Gerardo Antonio Aguilar Ramirez, alias « Cesar », et Alexander Farfán Suarez, alias « Gafas », avaient été capturés par l'armée colombienne lors de l'opération Jaque (Mise en échec) qui avait permis en juillet dernier de sortir de la jungle un groupe de 15 otages, dont l'ex-candidate à la présidentielle et trois Américains. 
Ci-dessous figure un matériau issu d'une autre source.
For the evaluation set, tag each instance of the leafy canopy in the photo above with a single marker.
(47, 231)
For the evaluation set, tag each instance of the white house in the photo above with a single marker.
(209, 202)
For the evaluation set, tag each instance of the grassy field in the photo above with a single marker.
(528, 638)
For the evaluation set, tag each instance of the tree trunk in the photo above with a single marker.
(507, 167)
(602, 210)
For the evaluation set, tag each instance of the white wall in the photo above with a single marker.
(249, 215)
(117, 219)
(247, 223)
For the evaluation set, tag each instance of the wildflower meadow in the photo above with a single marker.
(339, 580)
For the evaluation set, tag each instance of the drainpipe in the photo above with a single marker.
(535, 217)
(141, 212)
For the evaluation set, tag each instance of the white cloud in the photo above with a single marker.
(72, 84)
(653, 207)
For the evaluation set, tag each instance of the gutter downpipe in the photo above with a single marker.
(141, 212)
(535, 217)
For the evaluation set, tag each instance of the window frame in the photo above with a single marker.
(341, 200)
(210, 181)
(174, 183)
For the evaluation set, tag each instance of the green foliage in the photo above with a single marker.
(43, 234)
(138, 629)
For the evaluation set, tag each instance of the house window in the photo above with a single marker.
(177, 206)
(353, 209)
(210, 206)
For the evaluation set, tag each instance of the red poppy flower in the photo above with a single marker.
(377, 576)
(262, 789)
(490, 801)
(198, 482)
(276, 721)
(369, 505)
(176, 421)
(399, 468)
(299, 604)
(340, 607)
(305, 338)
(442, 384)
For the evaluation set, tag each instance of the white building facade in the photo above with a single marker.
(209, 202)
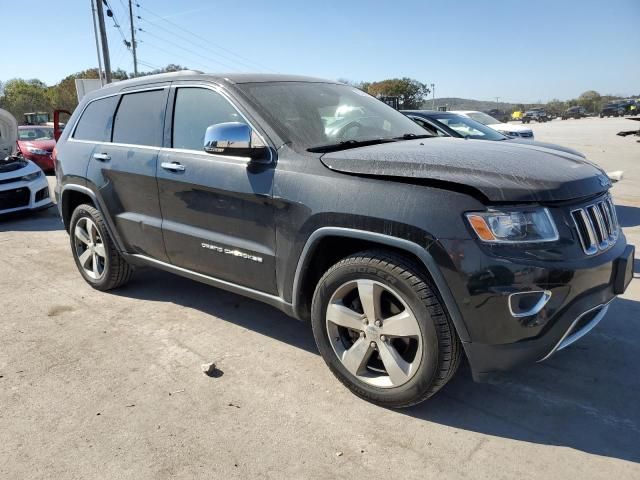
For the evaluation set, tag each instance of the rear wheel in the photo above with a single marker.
(96, 257)
(382, 330)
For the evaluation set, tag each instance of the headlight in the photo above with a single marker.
(514, 226)
(37, 151)
(31, 176)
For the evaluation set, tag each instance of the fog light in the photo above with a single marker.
(527, 304)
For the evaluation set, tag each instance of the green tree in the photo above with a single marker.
(411, 92)
(22, 96)
(591, 100)
(555, 106)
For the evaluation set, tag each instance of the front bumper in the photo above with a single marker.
(45, 162)
(23, 196)
(580, 291)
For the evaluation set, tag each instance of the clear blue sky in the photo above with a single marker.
(517, 50)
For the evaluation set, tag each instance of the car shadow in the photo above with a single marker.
(156, 285)
(628, 216)
(41, 221)
(584, 397)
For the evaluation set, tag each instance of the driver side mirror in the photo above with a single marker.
(234, 139)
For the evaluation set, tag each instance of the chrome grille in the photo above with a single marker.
(597, 225)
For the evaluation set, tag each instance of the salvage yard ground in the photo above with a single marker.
(109, 385)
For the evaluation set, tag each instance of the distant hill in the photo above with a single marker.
(453, 103)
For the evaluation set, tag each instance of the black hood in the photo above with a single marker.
(501, 171)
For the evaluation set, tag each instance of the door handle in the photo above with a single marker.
(103, 157)
(173, 166)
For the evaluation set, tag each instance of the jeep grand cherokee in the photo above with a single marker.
(405, 251)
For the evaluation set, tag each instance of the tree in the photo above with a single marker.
(556, 107)
(22, 96)
(411, 92)
(591, 100)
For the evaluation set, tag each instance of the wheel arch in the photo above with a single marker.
(73, 195)
(350, 241)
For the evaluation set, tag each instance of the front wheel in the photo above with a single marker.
(382, 330)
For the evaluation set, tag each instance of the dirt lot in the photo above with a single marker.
(96, 385)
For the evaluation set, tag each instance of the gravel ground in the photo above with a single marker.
(109, 385)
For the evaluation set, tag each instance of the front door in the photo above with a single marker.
(217, 210)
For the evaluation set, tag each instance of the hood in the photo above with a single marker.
(10, 165)
(8, 133)
(551, 146)
(509, 127)
(41, 144)
(501, 171)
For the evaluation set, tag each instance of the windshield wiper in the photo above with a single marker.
(346, 144)
(412, 136)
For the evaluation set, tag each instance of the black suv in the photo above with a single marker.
(536, 114)
(404, 250)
Les poursuites à l'encontre de ces deux membres des Forces armées révolutionnaires de Colombie (Farc) ne concernent toutefois pas ce groupe d'otages, mais l'enlèvement de l'ancien sénateur colombien Luis Eladio Perez, relâché par la guérilla marxiste en février 2008 après six ans de captivité.
« Lors de l'enquête, le parquet a établi que les accusés avaient été chargés de surveiller l'ex-sénateur et d'autres otages depuis novembre 2004 jusqu'au jour de sa libération », ont indiqué les autorités judiciaires dans un communiqué.
Les deux guérilleros, actuellement détenus à Bogota, sont considérés comme des traîtres par les Farc qui considèrent qu'ils ont volontairement remis les otages à l'armée lors de l'opération de sauvetage.
Selon les témoignages des anciens otages américains, les deux hommes auraient également assuré leur surveillance dans la jungle, ce qui a conduit les Etats-Unis à réclamer leur extradition.
Cette demande avait été rejetée par la Cour suprême colombienne, qui a cependant autorisé l'extradition de l'un des deux pour trafic de drogue. 

Si Cesar et Gafas avaient décidé de se rendre avec leurs otages, ils auraient bénéficié des mêmes faveurs dont ont profité tous les autres guérilleros retournés, comme Wilson Bueno, alias « Isaza ». 

Isaza vit désormais en France en compagnie de toute sa famille, avec l’aide financière offerte par Nicolas Sarkozy aux frais du contribuable français, pour avoir libéré un seul otage, Oscar Tulio Lizcano… 

J’ai honte pour mon pays des déclarations de « 008 » sur le prétendu « achat » de Cesar et Gafas par le pouvoir colombien.